ABM Conference: Doctors, Consumers Seek Immediate Access to Medical News
Publishers of medical magazines and journals should start developing ways to deliver news to both doctors and consumers in more immediate formats by developing better online and mobile formats, said publishers and medical industry analysts at an American Business Media-sponsored event held Wednesday at Scholastic headquarters in Manhattan.
“The average doctor has between 11 and 17 minutes to see a patient,” said Bette Brunelle, vice president and lead analyst for media research firm, Outsell. “So the doctor needs to have information right with him and a lot of publishers have responded to this new environment. The journal article is not the best way to get content to doctors.”
Healthcare advertiser increased their online spending by 23.9 percent between 2005 and 2006, compared to an 8.1 percent increase in print spending during the same period. That said, publishers with publications that target the medical industry, such as Advanstar, Elsevier, McGraw-Hill, WebMD and Thomson, are moving forward to repurpose their content onto mobile and handheld devices using XML and SGML platforms, but need to do more, Brunelle said. She also said that other medical publishers should follow suit.
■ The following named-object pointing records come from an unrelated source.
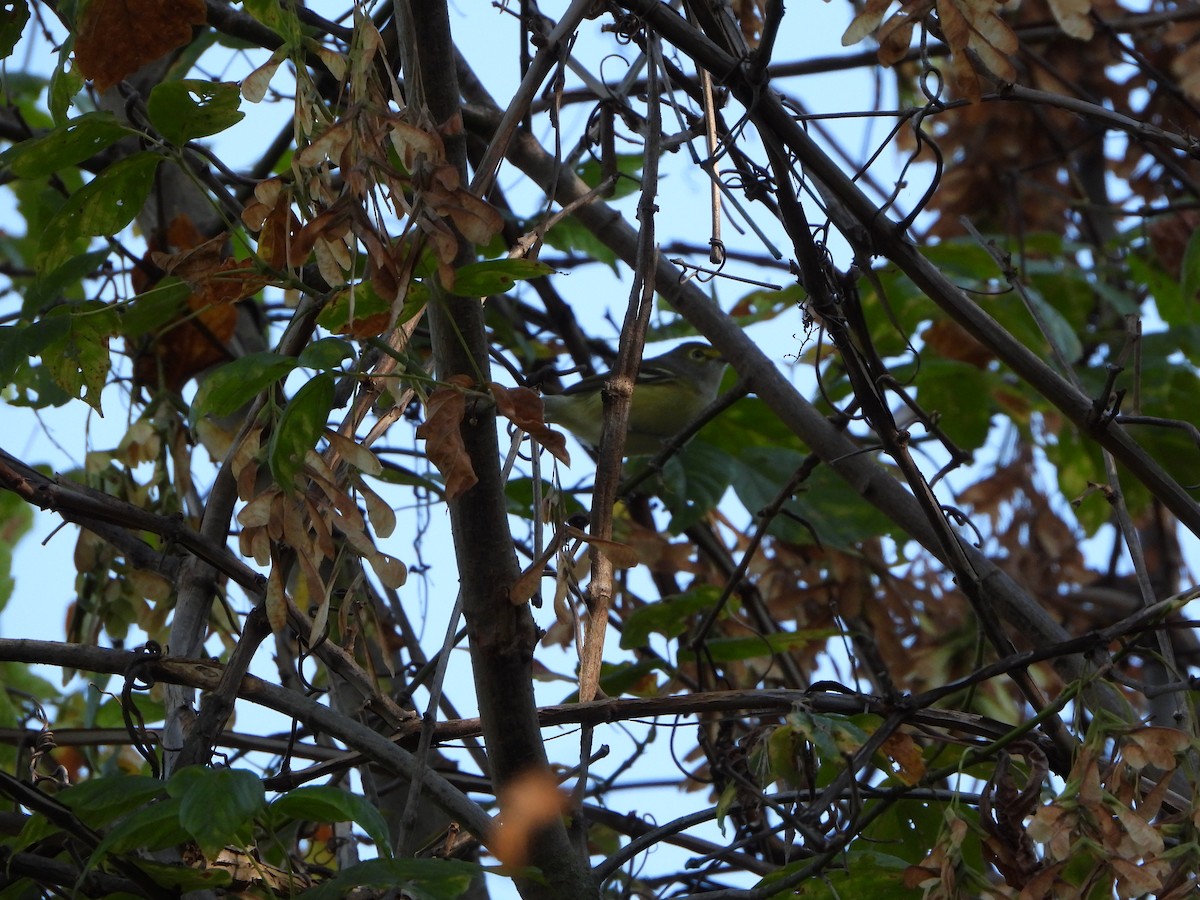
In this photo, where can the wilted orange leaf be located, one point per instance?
(442, 432)
(523, 408)
(949, 340)
(528, 803)
(117, 37)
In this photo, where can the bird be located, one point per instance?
(670, 393)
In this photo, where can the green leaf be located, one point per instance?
(215, 804)
(325, 803)
(496, 276)
(193, 108)
(101, 801)
(628, 166)
(65, 83)
(636, 678)
(519, 493)
(960, 395)
(151, 827)
(299, 427)
(325, 353)
(78, 360)
(419, 879)
(235, 384)
(1168, 295)
(13, 16)
(19, 342)
(669, 617)
(49, 289)
(184, 879)
(371, 311)
(570, 235)
(695, 480)
(105, 205)
(1060, 333)
(69, 144)
(909, 827)
(155, 307)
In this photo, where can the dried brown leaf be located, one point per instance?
(351, 450)
(117, 37)
(383, 517)
(253, 87)
(525, 409)
(528, 803)
(1155, 745)
(442, 432)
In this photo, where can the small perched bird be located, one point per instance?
(671, 390)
“This is a big change for publishers,” she said. “They need to change the way they sell their market. Publishers used to go to the hospital librarian or the chief surgeon to try and market they’re products. Now they’re going to the chief information officer and the chief technology officer.”
Targeting consumers electronically is of equal importance with more and more of them heading to the Web to find their own diagnoses.
Andy Weissberg, general manager of product development and interactive media for Advanstar, says his company sees tremendous opportunity in targeting the medical community online. He said Advanstar has begun offering more targeted information to doctors online with plans to launch a portal next year that will allow doctors to choose the content they wish to receive from Advanstar.
“We don’t just e-mail blast our readers anymore,” he said. “The average doctor gets 10-12 e-mail newsletters a day and doesn’t want them. So we’re asking them to tell us what they want.” Advanstar also offers physicians blogging and other interactive activities on a Web 2.0 platform and organizes its Web data according to specialty areas, as well as links to external sites to make it easier for doctors to perform searches on their sites.